Avant de poser les pieds dans ce bourbier Touareg, il est important de comprendre que le Nord du Mali n’est pas une région homogène comme on croit : les trois régions du Nord occupées par le Mouvement National de Libération de l’Azawad (MNLA) représentent 1 300 000 habitants environ, les touaregs, les sonrhaïs et les maures au Mali représentent respectivement 8%, 6% et 5% de la population totale du Mali (environ 15 millions). En sachant que l’on compte en tout et pour tout 400 000 touaregs en dehors des régions du Nord. Ce qui laisse 800 000 touaregs dans les trois régions septentrionales, soit 61,5% de la population totale de ce grand ensemble. Ce qui prouve que les touaregs sont loin d’être minoritaires dans le Nord.

Il ne fait aucun doute que ceux qui ont pendant longtemps étouffé le Mouvement de Libération de l’Azawad ont servi durant ces quinze dernières années de prétexte pour les états de la région, dont le Mali, pour mater les revendications légitimes de souveraineté du peuple touareg ; revendications qui remontent à l’époque coloniale.

Pour comprendre ce qui se passe au nord du Mali aujourd’hui, il faut répondre à plusieurs questions :

– Pourquoi le peuple touareg, qui a par ailleurs subi des massacres de l’armée malienne dès l’époque de Madibu, n’a-t-il pas le droit à sa souveraineté ?

– De quel droit un peuple puisse-t-il décider du sort et de l’avenir d’un autre peuple ?

– Pourquoi l’indépendance est-elle bonne pour les maliens et autres mais pas pour le peuple touareg?

– Comment se fait-il que les peuples d’Afrique au sud et au nord du Sahara puissent dénier aux touaregs l’indépendance pour laquelle eux mêmes ont eu droit ?

Ce qui est constant aujourd’hui est que les Touaregs ont longtemps été persuadés à tort ou à raison, qu’ils sont menacés de disparaître soit sur le plan physique, soit sur le plan politique, par la domination exclusive des autres groupes ethniques. Autrement dit, leur survie réelle est en jeu quand ces derniers se sentent dépossédés non seulement d’un territoire qu’ils estiment être le leur et dont ils peuvent gérer librement ses ressources et ses hommes.
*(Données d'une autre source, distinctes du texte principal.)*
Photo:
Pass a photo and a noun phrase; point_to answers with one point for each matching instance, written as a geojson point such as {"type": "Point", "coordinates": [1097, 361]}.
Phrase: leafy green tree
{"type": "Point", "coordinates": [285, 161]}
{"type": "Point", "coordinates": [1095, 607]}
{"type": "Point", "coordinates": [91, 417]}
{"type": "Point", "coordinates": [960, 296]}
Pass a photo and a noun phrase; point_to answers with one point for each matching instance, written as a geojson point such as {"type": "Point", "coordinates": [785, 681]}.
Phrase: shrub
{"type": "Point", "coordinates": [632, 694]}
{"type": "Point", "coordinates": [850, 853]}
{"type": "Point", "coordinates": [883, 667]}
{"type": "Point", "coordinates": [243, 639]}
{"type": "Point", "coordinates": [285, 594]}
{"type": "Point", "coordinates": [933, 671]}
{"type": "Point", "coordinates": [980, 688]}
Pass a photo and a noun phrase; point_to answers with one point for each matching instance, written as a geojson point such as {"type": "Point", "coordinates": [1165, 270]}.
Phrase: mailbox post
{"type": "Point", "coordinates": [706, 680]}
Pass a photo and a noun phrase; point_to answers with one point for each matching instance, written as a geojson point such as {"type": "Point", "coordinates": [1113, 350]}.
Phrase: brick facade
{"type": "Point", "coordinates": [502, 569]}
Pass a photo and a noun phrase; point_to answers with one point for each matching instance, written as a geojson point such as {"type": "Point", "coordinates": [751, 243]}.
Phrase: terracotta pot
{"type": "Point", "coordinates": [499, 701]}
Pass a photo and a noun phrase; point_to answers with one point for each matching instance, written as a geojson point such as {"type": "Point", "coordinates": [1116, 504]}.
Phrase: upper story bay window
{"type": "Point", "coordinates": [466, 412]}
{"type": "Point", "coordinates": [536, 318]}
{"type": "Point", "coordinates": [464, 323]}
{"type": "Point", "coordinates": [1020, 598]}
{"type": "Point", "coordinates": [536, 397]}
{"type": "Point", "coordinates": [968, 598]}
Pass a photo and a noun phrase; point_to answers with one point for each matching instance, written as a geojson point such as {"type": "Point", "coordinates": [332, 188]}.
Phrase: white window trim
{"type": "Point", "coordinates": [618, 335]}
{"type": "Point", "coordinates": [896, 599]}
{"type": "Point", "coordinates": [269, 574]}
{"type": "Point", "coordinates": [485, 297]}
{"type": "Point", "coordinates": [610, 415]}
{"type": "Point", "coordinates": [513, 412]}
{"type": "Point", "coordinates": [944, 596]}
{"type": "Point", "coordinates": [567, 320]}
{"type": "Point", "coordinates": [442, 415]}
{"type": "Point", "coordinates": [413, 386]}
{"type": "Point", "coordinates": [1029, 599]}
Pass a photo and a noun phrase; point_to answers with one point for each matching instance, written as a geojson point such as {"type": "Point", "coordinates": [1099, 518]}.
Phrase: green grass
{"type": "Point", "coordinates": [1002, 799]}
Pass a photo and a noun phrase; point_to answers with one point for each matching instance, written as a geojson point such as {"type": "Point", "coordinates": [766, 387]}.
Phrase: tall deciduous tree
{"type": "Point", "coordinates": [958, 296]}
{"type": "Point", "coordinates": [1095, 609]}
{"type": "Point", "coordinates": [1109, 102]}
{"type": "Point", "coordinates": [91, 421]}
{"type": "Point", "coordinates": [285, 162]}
Les états de la région, hormis la Mauritanie, n’ont jamais agi pour neutraliser AQMI, mouvement terroriste très actif dans cette partie du continent. Bien au contraire, ils l’ont utilisé en temps de paix pour pervertir la société touareg et, en temps de guerre, ils ont tenté de distraire l’opinion internationale en voulant faire l’amalgame entre l’armée de libération de l’Azawad et les terroristes islamistes.

Fort heureusement que l’annonce par le MNLA de la fin des opérations militaires a montré clairement que son objectif n’a rien à voir avec l’installation d’un état islamique au Mali mais de libérer le pays Azawad. Les touaregs, comme tous les berbères, n’ont rien à voir avec l’idéologie islamiste qui prospère plus au nord et loin au sud de leur pays. Le MNLA est ce qui reste de ce vaste mouvement touareg que Kadhafi avait pris sous son aile pour réaliser le royaume qui devait le proclamer Roi et qui servait à l’occasion à faire du chantage aux voisins comme l’Algérie où le Maroc par Polisario interposé.

L’objectif final de ce mouvement était de conquérir toute la partie sud du Sahara jusqu’à l’Atlantique en mordant un peu sur tous les pays alentour. L’Algérie ayant neutralisé ses propres Touaregs et avec la chute de Kadhafi et les arsenaux ouverts les autres se sont attaqué au Mali dont le pouvoir central très affaibli n’a rien pu faire malgré une vaine résistance au début. AQMI et les autres mouvements extrémistes ont pris le train en marche pour se relancer.

Si l’intégrité du Mali n’est pas restauré, il faut s’attendre à une série de demandes d’autonomie qui va concerner tous les pays de la région : Mauritanie, Maroc, Niger, Tchad et peut être même l’Algérie. Là, ce sera un véritable cataclysme avec toutes les conséquences que l’on sait sur les mouvements des populations, la recomposition des territoires, les conflits armés qui s’en suivront. Même l’Europe n’en sortira pas indemne.